Raj Patel’s Redwood Lodge was singled out at the Gallup Burrito Project’s second-birthday celebration in Gallup for offering something many unhoused residents rarely get: a place to shower. The recognition came during a June 13 gathering that marked two years of the project’s direct outreach to people experiencing homelessness in McKinley County.
The celebration doubled as a workday. Endless Riders members Crockett and Hammer joined Burrito Project volunteers and helped provide food, water and other assistance to people living outside in Gallup. That made the anniversary less a ceremonial milestone than a public showing of the network that now surrounds the effort, with volunteers and local supporters doing the hands-on work that keeps it moving.
Patel, who owns the Redwood Lodge, received a plaque for what the project described as his kindness and dedication to serving the unhoused. His motel has opened rooms so people attending Burrito Project outreach events can use shower facilities. For someone sleeping outdoors or moving from place to place, that kind of access can mean more than comfort. It can mean being able to wash up before an appointment, regroup after a hard night, and take care of basic hygiene that is often out of reach.

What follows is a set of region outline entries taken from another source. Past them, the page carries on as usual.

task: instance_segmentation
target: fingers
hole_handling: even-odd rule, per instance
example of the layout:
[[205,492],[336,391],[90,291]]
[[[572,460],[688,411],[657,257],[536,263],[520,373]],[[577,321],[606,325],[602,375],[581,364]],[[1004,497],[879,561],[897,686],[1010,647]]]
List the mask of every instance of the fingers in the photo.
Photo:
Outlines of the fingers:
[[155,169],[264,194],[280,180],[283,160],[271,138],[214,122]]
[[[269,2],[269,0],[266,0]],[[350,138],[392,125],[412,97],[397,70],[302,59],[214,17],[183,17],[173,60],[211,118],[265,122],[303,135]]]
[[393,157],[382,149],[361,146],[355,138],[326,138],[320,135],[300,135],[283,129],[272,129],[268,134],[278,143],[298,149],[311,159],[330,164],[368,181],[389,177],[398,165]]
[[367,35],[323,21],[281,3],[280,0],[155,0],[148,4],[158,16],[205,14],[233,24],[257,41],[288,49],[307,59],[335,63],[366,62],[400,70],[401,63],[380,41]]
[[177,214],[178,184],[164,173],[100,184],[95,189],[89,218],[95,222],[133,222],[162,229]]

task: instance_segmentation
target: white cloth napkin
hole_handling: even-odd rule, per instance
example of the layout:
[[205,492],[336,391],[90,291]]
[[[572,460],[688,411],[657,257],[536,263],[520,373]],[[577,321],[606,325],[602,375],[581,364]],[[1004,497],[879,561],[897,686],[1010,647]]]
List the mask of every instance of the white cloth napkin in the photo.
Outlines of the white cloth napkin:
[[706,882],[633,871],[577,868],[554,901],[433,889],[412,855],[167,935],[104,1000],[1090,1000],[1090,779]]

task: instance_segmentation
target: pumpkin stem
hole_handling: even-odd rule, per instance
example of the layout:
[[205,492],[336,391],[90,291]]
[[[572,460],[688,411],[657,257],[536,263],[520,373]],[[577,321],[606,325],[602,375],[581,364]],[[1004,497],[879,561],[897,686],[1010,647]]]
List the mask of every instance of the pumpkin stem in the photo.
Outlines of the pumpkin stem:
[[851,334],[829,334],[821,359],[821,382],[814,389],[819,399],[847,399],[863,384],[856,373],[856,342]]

The Burrito Project’s second birthday also underscored how much Gallup’s informal safety net depends on private businesses and volunteer labor. Food and water are the most visible pieces, but the work extends to the practical needs that formal systems do not always cover. A shower, a drink of water and a meal handed over by people who show up week after week can make the difference between getting through the day and falling further behind.
The celebration showed a community-built response that has become part of the city’s daily reality over the past two years. In Gallup, the effort now runs on a simple but durable arrangement: volunteers, business owners and community groups filling gaps for neighbors who are living without steady shelter.